O dólar comercial teve queda de 1,17% e encerrou a sexta-feira (11) cotado a R$ 5,334, após a turbulência de ontem devido ao discurso do presidente eleito Luiz Inácio Lula da Silva (PT), que defendeu a necessidade de se colocar a questão social na frente de temas que interessam, segundo ele, apenas ao mercado financeiro.
Hoje, a queda de braço entre o mercado financeiro e a equipe de transição do governo Lula continuou, apesar da suposta calmaria entre os investidores. Também permanece a incerteza sobre quem irá ocupar o Ministério da Fazenda.
O valor do dólar divulgado diariamente pela imprensa, inclusive o UOL, refere-se ao dólar comercial. Para quem vai viajar e precisa comprar moeda em corretoras de câmbio, o valor é bem mais alto.

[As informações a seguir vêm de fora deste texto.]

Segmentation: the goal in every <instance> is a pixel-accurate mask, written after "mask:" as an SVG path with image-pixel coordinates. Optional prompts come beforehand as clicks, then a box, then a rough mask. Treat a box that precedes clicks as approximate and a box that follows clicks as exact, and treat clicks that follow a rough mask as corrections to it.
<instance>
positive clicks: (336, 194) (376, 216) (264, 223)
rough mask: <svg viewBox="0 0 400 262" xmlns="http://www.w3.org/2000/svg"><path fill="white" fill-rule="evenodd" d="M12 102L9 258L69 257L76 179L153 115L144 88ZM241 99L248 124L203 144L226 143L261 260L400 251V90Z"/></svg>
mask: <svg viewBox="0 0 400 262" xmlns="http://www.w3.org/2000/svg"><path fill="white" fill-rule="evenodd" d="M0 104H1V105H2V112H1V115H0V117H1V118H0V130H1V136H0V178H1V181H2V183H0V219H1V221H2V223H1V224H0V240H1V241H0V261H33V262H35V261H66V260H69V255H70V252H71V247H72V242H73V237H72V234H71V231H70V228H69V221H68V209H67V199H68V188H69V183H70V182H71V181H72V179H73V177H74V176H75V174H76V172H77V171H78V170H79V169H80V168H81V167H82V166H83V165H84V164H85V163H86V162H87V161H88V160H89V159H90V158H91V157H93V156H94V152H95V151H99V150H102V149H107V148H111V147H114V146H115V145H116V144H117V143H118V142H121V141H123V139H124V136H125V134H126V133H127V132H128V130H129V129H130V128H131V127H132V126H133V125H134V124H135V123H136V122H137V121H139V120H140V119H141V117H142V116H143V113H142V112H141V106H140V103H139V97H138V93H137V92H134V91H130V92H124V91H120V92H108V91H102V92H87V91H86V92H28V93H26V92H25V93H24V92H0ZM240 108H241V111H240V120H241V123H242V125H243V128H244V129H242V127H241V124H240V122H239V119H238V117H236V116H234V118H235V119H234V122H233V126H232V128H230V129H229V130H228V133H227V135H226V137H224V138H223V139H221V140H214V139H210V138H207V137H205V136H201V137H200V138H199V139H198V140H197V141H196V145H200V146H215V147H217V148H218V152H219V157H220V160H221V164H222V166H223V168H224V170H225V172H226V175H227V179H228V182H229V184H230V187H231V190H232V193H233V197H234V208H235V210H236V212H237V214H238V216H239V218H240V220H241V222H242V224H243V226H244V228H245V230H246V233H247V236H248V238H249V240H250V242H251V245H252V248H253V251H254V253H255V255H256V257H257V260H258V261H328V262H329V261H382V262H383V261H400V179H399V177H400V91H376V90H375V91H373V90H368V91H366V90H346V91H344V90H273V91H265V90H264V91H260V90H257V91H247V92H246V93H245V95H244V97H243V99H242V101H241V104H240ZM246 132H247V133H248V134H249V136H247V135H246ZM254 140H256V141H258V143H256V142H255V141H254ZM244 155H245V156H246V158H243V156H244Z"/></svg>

Pânico no mercado após fala de Lula
Ontem, a divisa encerrou o dia com alta de 4,14%, negociada a R$ 5,397, na maior variação diária desde 16 de março de 2020, quando subiu 4,9% diante do surgimento da pandemia de covid-19.
Os mercados reagiram negativamente aos dados da inflação no Brasil e nos Estados Unidos, além de ficarem apreensivos com um discurso de Lula. O IBGE (Instituto Brasileiro de Geografia e Estatística) divulgou ontem o IPCA (Índice Nacional de Preços ao Consumidor), que mostrou que a inflação veio positiva após três meses consecutivos de deflação.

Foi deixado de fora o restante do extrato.